Nicole Rivelli /Netflix

Frank Castle Lost Everything He Loved Before 'The Punisher'

Frank Castle's past is integral to the character. His identity as the Punisher was formed in the wake of intense pain that transformed him into the antihero so many viewers have become invested in. Frank may have gotten revenge for the ills done to his family in past during his time on Daredevil, but that didn't mean he'd recovered from the horror of it. But what happened to Frank Castle's family on The Punisher? It was the defining moment of his life, the thing that set him on the path he's still traveling in his solo series.

Before he ever showed up on anyone's Netflix screen, Frank was a soldier and a decorated war hero with a wife and two young children, a daughter and a son. He had only just returned home to them when they were cruelly taken from him again. A day after his return, the family went to Central Park where they ended up caught in the middle of a shoot-out between three gangs: the Kitchen Irish, the Dogs of Hell, and a Mexican cartel. The gang meeting had been arranged by the D.A.'s office to try and oust a drug lord named the Blacksmith, but the Blacksmith didn't appear and chaos ensued instead. Frank's entire family was killed, and he almost died as well.
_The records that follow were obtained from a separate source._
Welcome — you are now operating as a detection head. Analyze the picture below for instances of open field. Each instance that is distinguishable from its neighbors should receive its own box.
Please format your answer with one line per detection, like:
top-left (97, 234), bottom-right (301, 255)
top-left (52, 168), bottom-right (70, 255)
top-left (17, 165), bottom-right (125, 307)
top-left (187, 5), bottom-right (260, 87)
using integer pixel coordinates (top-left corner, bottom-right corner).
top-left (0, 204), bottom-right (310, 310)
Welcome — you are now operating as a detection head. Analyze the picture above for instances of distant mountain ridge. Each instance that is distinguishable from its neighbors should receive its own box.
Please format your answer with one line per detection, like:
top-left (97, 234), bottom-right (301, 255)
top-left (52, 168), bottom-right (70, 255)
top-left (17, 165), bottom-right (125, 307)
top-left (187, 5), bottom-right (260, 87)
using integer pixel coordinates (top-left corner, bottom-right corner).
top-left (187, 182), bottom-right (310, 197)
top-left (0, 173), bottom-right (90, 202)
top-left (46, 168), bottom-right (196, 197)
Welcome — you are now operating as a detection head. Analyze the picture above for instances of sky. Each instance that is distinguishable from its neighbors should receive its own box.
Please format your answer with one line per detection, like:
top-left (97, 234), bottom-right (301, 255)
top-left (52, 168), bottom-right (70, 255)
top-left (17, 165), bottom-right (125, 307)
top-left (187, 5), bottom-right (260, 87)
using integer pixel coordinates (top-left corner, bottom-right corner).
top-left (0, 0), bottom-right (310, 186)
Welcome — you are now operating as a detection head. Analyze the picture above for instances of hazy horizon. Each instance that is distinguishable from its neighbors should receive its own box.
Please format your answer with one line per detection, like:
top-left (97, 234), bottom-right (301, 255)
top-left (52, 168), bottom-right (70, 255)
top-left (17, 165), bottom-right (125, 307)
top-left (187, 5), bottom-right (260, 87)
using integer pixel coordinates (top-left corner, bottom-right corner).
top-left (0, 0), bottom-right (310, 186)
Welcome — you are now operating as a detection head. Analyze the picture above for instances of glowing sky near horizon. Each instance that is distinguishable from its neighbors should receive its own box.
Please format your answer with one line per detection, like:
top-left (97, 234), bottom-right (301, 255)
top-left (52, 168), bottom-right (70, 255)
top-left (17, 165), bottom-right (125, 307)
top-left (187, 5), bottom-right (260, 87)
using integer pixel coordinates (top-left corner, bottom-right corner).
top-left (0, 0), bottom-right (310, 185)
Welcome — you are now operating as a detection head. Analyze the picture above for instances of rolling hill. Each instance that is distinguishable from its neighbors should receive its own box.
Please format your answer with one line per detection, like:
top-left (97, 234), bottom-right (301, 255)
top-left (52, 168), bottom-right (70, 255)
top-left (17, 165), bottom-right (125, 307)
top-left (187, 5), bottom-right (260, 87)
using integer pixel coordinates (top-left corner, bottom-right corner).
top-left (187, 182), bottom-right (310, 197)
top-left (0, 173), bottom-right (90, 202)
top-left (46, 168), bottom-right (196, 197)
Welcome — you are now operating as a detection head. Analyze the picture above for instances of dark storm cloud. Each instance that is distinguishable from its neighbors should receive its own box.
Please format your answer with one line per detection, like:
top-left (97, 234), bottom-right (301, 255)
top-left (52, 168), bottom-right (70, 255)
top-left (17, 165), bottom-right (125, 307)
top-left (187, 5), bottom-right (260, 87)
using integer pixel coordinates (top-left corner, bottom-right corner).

When he'd recovered from his injuries, Frank was no longer the man he'd been before. The senseless murder of his family had changed him, and he became obsessed with avenging their deaths and taking out all the criminals he could find in New York City. Though he was a vigilante just like Daredevil, Frank wasn't interested in costumes or mercy; he took down criminals with extreme violence, which became a defining feature of the character both in the comics and in live action adaptations.

But no matter what he did, he was still haunted by his family. Before he would kill someone, he would repeat a specific phrase ("One batch, two batch, penny and dime") that came from his daughter's favorite book, which he had been too tired to read to her the night before her untimely death. Frank devoted all his energy to killing every last member of the three gangs who had been responsible for the shooting, but his ultimate mission was to find the Blacksmith.

The Blacksmith was closer than Frank may have thought. The mysterious drug lord ended up being Frank's old commanding officer Colonel Ray Schoonover, who had been one of the few people to openly support Frank throughout Season 2 of Daredevil. Though it was just an awful coincidence that Frank and his family were in the exact place the D.A. was hoping to entrap Schoonover (who holds a sting operation at a Central Park carousel, I ask you?), Schoonover did indicate that they might still be alive if Frank had agreed to take part in the drug trade, so the deaths of his loved ones may have been partially intentional, though Schoonover was killed by Frank before he could elaborate any further.

Frank killed Schoonover, which meant he'd taken out every last person associated with the murder of his wife and children. Technically he'd done what he set out to do: he'd gotten his revenge. But just because his mission was over didn't mean Frank was done. He couldn't exactly return to a normal life after slaughtering half of Hell's Kitchen and breaking out of prison. He left Daredevil behind, but he continued with his plan to end crime wherever he found it — albeit in the bloodiest way possible.

But just like Frank couldn't give up his vigilantism, he also couldn't wholly move past what happened to his family. The trauma of their deaths stayed with him even though he was finished with actively seeking out their killers. Frank's family would always be a part of him, no matter what.